Now that I read it, I can only say: "Whew, what a vivid novel!" I did not imagine the characters and the events. NO. I saw them; I felt them, I was an eye witness to all the events,and I was each and everyone of the characters; I was the dancing butterfly-like Esmeralda. I was the miserable deformed loving, and at the same time, devilish Quasimodo, the hunchback of the title. I was the Satanic, though vividly human, Father Claude Frollo. I was the surviving talkative idiotic poet, Pierre Gringoire. I was the evil lady-killer, Captain Phoebus. I was the reckless Jehan Frollo. I was the cruel heartless Louis XI, king of France. I was the commanding beggar, Clopin Trouillefou, king of the beggars. And I was, most of all, for this is the one I felt most, the grieved mother, Gudule, the recluse of the palace de Greve. This is indeed a host of unforgettable characters. I dare say that the reason why they are so lively human is the amazing ability that each of them possesses to do both good and evil. It is really amazing; none of them is a complete devil, and none of them is a pure angel; each of them has conflicting emotions of both love and hatred, fear and daring, and surprisingly enough, each side of the conflict is as passionate as the other. Yes, this is the reason why those characters are so alive.

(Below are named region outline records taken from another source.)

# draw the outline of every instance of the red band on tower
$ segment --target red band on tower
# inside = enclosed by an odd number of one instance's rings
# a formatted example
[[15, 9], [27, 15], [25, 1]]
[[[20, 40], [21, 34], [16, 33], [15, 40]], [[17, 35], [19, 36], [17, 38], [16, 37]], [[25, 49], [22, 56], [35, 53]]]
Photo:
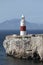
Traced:
[[20, 26], [20, 31], [26, 31], [26, 26]]

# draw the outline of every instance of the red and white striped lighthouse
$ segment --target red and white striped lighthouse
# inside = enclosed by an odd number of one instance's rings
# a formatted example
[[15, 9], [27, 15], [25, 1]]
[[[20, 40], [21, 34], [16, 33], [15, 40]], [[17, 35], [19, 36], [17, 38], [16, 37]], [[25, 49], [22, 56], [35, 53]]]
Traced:
[[26, 35], [25, 17], [23, 15], [20, 22], [20, 35]]

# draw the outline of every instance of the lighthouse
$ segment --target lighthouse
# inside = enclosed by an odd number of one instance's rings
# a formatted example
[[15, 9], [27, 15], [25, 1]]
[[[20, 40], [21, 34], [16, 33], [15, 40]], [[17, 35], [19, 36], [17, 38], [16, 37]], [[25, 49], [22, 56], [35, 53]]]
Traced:
[[26, 23], [25, 23], [25, 17], [22, 15], [22, 19], [20, 21], [20, 35], [26, 35]]

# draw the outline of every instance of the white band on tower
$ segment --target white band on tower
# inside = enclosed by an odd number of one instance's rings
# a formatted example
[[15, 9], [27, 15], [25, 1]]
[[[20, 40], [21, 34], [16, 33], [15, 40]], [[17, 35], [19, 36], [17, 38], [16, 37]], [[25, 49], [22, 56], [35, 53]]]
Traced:
[[20, 35], [26, 35], [25, 17], [23, 15], [20, 22]]

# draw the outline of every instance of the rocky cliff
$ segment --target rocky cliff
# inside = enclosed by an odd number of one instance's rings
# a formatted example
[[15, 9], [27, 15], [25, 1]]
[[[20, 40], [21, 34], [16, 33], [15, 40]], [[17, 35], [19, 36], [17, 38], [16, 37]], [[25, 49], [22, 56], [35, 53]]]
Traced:
[[17, 58], [34, 58], [36, 53], [43, 60], [43, 35], [6, 36], [3, 46], [6, 53]]

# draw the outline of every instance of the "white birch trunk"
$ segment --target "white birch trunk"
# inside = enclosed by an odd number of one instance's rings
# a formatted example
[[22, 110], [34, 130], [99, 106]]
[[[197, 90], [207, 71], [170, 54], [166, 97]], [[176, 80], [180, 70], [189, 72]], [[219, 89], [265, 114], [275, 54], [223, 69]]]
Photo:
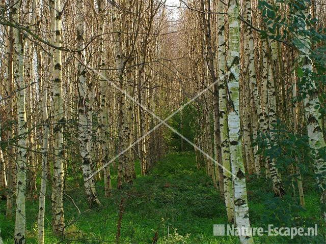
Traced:
[[[12, 8], [12, 18], [16, 22], [20, 22], [21, 1], [14, 4]], [[27, 129], [24, 88], [24, 40], [18, 29], [14, 28], [14, 47], [16, 57], [14, 65], [14, 77], [17, 88], [20, 89], [17, 93], [17, 113], [18, 114], [18, 141], [17, 167], [17, 185], [16, 192], [16, 221], [15, 223], [14, 242], [24, 244], [26, 241], [26, 169], [27, 167]]]
[[[236, 0], [229, 2], [229, 50], [228, 66], [231, 73], [228, 81], [228, 87], [233, 109], [229, 113], [228, 125], [229, 130], [230, 150], [232, 172], [234, 189], [234, 214], [237, 227], [249, 230], [249, 209], [247, 195], [244, 167], [241, 153], [240, 117], [239, 111], [239, 74], [240, 23], [239, 11]], [[252, 243], [251, 233], [239, 236], [241, 243]]]

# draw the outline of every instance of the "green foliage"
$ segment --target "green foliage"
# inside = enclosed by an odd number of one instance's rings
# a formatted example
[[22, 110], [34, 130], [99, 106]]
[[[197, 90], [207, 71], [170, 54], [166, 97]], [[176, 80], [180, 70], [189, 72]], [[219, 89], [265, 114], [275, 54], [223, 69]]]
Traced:
[[292, 181], [297, 177], [294, 172], [292, 174], [288, 173], [290, 168], [298, 167], [304, 176], [311, 176], [314, 155], [308, 136], [289, 131], [279, 120], [277, 125], [272, 126], [270, 132], [274, 133], [261, 133], [259, 135], [257, 143], [259, 149], [257, 154], [263, 156], [264, 161], [267, 158], [275, 160], [277, 168], [285, 175], [283, 183], [289, 188]]
[[185, 235], [182, 236], [178, 233], [178, 230], [174, 229], [174, 232], [169, 235], [168, 236], [164, 236], [163, 238], [159, 241], [159, 243], [161, 244], [186, 244], [189, 241], [189, 235], [186, 234]]
[[[310, 4], [309, 0], [277, 0], [275, 4], [271, 5], [259, 0], [258, 9], [261, 11], [265, 25], [261, 32], [261, 37], [285, 43], [298, 50], [301, 54], [307, 54], [302, 53], [302, 48], [305, 48], [305, 52], [309, 52], [313, 69], [306, 66], [307, 60], [304, 58], [297, 60], [297, 66], [293, 70], [299, 78], [299, 94], [295, 100], [301, 101], [308, 95], [317, 92], [320, 103], [316, 108], [324, 117], [325, 107], [322, 105], [326, 103], [326, 95], [322, 87], [326, 85], [326, 29], [316, 28], [318, 20], [309, 14]], [[283, 14], [281, 8], [286, 8], [288, 14]]]
[[[138, 177], [133, 186], [122, 191], [114, 190], [113, 196], [104, 197], [103, 181], [96, 182], [98, 195], [102, 206], [88, 209], [81, 179], [72, 179], [67, 175], [65, 193], [79, 208], [76, 210], [71, 200], [65, 195], [64, 206], [66, 235], [63, 240], [53, 236], [51, 232], [50, 191], [46, 201], [45, 242], [50, 243], [115, 243], [119, 204], [125, 199], [122, 220], [120, 243], [148, 244], [152, 243], [157, 233], [157, 243], [187, 244], [233, 244], [239, 243], [236, 236], [214, 236], [213, 225], [227, 223], [223, 200], [204, 170], [198, 170], [193, 152], [174, 153], [157, 162], [146, 176], [140, 174], [136, 164]], [[114, 189], [116, 186], [115, 170], [112, 170]], [[72, 172], [71, 173], [72, 173]], [[313, 180], [311, 180], [312, 182]], [[248, 197], [251, 223], [261, 226], [268, 220], [271, 223], [292, 224], [291, 220], [298, 221], [300, 217], [309, 226], [319, 216], [318, 194], [311, 187], [310, 180], [306, 180], [306, 209], [297, 208], [294, 203], [275, 201], [269, 193], [270, 180], [252, 176], [248, 180]], [[78, 184], [78, 185], [76, 185]], [[36, 243], [36, 220], [38, 200], [28, 198], [26, 209], [26, 243]], [[14, 221], [5, 220], [6, 202], [0, 202], [0, 227], [5, 243], [12, 243]], [[286, 215], [281, 218], [280, 216]], [[310, 218], [310, 219], [309, 219]], [[297, 222], [298, 224], [300, 222]], [[173, 230], [177, 229], [177, 232]], [[168, 230], [169, 229], [169, 231]], [[169, 235], [168, 235], [169, 233]], [[315, 239], [300, 239], [292, 243], [314, 243]], [[254, 237], [255, 243], [289, 242], [285, 237]], [[289, 240], [289, 241], [288, 241]], [[322, 243], [319, 241], [319, 243]]]
[[[183, 104], [187, 102], [185, 101]], [[178, 132], [194, 142], [194, 138], [199, 129], [198, 116], [197, 109], [193, 104], [190, 103], [174, 115], [169, 124]], [[193, 146], [173, 132], [171, 134], [170, 145], [172, 149], [177, 151], [194, 150]]]

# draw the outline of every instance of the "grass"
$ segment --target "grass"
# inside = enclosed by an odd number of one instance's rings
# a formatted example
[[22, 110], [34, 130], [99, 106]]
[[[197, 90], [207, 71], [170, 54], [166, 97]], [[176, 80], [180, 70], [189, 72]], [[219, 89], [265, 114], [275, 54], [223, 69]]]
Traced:
[[[114, 191], [114, 196], [104, 197], [102, 180], [97, 182], [97, 193], [102, 203], [89, 209], [84, 197], [83, 180], [68, 171], [65, 197], [66, 236], [64, 243], [115, 243], [121, 198], [124, 200], [120, 242], [151, 243], [157, 232], [158, 243], [217, 244], [239, 243], [232, 236], [214, 236], [213, 225], [227, 223], [224, 204], [211, 180], [203, 170], [198, 170], [195, 157], [191, 152], [173, 153], [158, 162], [148, 175], [139, 175], [131, 187]], [[114, 172], [114, 175], [115, 172]], [[113, 187], [116, 179], [113, 177]], [[318, 194], [313, 187], [305, 189], [306, 209], [298, 207], [293, 198], [279, 200], [270, 193], [270, 180], [253, 176], [248, 180], [250, 216], [253, 226], [306, 225], [318, 221]], [[308, 185], [308, 184], [307, 184]], [[310, 186], [310, 185], [309, 185]], [[50, 192], [46, 198], [46, 243], [58, 243], [60, 238], [51, 234]], [[26, 243], [37, 243], [38, 199], [26, 202]], [[12, 243], [14, 223], [5, 219], [5, 201], [0, 203], [0, 225], [5, 243]], [[168, 236], [169, 235], [169, 238]], [[320, 237], [295, 238], [255, 237], [255, 243], [321, 243]], [[320, 242], [319, 242], [320, 241]]]

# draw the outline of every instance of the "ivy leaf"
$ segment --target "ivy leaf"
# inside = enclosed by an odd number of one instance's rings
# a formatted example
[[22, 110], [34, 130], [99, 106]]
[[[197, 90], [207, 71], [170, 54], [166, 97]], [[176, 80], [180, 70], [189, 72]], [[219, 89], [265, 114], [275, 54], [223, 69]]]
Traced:
[[296, 69], [296, 74], [299, 78], [301, 78], [304, 76], [304, 71], [301, 68], [297, 68]]

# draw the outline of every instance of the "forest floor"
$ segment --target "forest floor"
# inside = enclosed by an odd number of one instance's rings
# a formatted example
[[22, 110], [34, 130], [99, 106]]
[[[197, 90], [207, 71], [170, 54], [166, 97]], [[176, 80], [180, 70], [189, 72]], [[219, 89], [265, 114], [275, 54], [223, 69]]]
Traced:
[[[50, 192], [46, 198], [46, 243], [111, 243], [116, 242], [119, 205], [124, 199], [122, 215], [121, 244], [157, 243], [217, 244], [238, 243], [233, 236], [214, 236], [213, 224], [226, 224], [223, 201], [203, 170], [198, 170], [193, 153], [173, 153], [157, 162], [148, 175], [139, 175], [132, 187], [113, 197], [104, 197], [102, 180], [97, 183], [102, 203], [88, 209], [83, 192], [83, 181], [66, 177], [64, 199], [66, 236], [62, 241], [51, 231]], [[115, 173], [114, 175], [116, 175]], [[72, 172], [70, 172], [72, 174]], [[250, 217], [252, 226], [313, 226], [319, 216], [318, 194], [313, 184], [306, 184], [306, 209], [301, 208], [290, 196], [282, 200], [274, 197], [271, 187], [264, 178], [248, 179]], [[70, 181], [71, 180], [71, 181]], [[309, 181], [308, 180], [308, 182]], [[113, 179], [115, 189], [116, 178]], [[71, 199], [73, 199], [74, 204]], [[37, 243], [38, 198], [26, 202], [26, 243]], [[76, 207], [76, 206], [77, 207]], [[14, 222], [4, 217], [5, 201], [0, 203], [0, 225], [5, 243], [12, 243]], [[79, 214], [78, 210], [80, 211]], [[169, 236], [169, 237], [168, 237]], [[255, 237], [255, 243], [321, 243], [321, 237]]]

The description,as well, is so vivid and powerful, though blurry and obscure in many parts because of the many references to historical events, cultural aspects and Greek mythology, and this is the reason why I can't list this book as a favourite. However, I have done my bit of reading, but the two chapters which tormented me most were "A Bird's-Eye View of Paris" and "One Shall Destroy the Other". I, eventually, got lost in Paris while reading the first, though I struggled with a pen and paper to draw his description, and were torn between Hermetics and Architecture in the second, and I took immediate flight to the following chapters. However, the surpassing ability of Victor Hugo to describe human passion, emotions and miseries is unquestionable. I did not realise that I was laughing hysterically when I was reading "The Broken Jug" chapter until I finished it. And I did not realise that I was crying bitterly when I was reading "The Little Shoe" chapter until I finished it. Indeed, it's a book that makes you both laugh and weep.
Never in my life did I read a novel with so great a degree of irony. Indeed, the irony of the book is what makes it both humourous and tragic. But since the novel is more tragic than humourous, for it leaves you with tears still lingering in your eyes even after hours of reading the book, it's the fatal irony which determines the fate and destiny of each character which is more dominant than the other, and it's really annoyingly frustrating; it moves your deepest inwards. And it makes the book nightmarishly haunting; the amount of injustice in this book is positively horrific.
Whether it was me who was alive inside this book, or it was the book which was alive in my hands, I really can't tell. So,a big "HATS OFF" to the "French Charles Dickens", Victor Hugo. And a bigger one for whoever translated such a novel; I hardly believed I was really reading a translation.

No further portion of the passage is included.